Ashland Global Holdings Inc. (NYSE:ASH) declared a force majeure in Europe on 1.4 butanediol (BDO), formaldehyde and tetrahydrofuran (THF). The decision to shut down production facilities at its manufacturing facility in Marl, Germany, came after a fire broke out on Aug 10.
Ashland announced that the production has been suspended while an inquiry into the cause and extent of the fire has been initiated. Presently, the Marl facility is unable to produce any THF, 1.4 BDO or formaldehyde and this is expected to reduce the availability of these products significantly.
However, the company is working with customers who have been affected from this incident and is trying to minimize the impact to their respective businesses. Ashland will also continue to provide updates concerning its supply capabilities.
Ashland reported a net loss from continuing operations of $16 million or 26 cents per share in the third quarter of fiscal 2017 (ended Jun 30), against a net income of $24 million or 38 cents in the year-ago period. Barring one-time items, adjusted earnings were 83 cents per share which beat the Zacks Consensus Estimate of 70 cents.
Revenues increased roughly 10% year-over-year to $870 million. The figure beat the Zacks Consensus Estimate of $839.3 million.

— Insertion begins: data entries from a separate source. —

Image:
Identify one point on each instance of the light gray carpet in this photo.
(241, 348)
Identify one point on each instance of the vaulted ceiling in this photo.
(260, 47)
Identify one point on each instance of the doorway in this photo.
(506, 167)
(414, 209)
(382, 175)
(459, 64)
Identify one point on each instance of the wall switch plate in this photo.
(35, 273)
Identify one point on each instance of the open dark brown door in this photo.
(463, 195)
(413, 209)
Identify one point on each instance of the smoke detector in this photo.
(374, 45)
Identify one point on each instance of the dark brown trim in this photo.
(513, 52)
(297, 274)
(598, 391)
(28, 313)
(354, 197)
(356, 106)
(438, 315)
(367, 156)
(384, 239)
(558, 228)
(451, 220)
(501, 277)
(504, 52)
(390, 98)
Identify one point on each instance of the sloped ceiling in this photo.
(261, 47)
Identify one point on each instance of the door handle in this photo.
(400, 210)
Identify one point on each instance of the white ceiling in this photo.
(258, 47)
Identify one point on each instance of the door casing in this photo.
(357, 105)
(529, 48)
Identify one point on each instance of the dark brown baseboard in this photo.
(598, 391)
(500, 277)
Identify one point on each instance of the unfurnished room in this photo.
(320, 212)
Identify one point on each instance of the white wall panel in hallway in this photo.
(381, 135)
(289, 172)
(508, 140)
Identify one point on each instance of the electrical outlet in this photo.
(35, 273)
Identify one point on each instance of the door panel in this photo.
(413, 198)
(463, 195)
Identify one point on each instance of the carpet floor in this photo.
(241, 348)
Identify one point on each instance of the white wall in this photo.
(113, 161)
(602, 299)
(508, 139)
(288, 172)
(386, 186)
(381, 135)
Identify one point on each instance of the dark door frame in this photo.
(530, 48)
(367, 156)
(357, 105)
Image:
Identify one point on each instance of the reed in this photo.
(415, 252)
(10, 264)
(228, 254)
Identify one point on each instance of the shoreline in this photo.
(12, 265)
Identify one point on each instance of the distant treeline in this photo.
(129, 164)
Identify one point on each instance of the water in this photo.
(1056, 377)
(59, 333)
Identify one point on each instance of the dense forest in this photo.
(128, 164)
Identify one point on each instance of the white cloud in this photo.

According to Ashland, the Specialty Ingredients unit recorded a 7% year-over-year increase in revenues while the sales of Composites grew by 20% on the back of disciplined pricing and robust volume expansion in various global end markets. Intermediates and Solvents unit also witnessed a 9% increase in sales owing to continued recovery in butanediol pricing and improving global demand.
Ashland, which is among the prominent specialty chemicals makers along with Ferro Corporation (NYSE:FOE) , American Vanguard Corporation (NYSE:AVD) and Kraton Corporation (NYSE:KRA) , successfully separated its Valvoline business in May. The company has also closed the acquisition of Pharmachem Laboratories, Inc., a leading provider of quality ingredients to wellness and health industries and high-value differentiated products including flavor and fragrance houses. The acquisition was a key contributor to Ashland’s sales in the third quarter. The company expects to achieve meaningful cost synergies from leveraging combined capabilities along with tax synergies resulting from Pharmachem integration.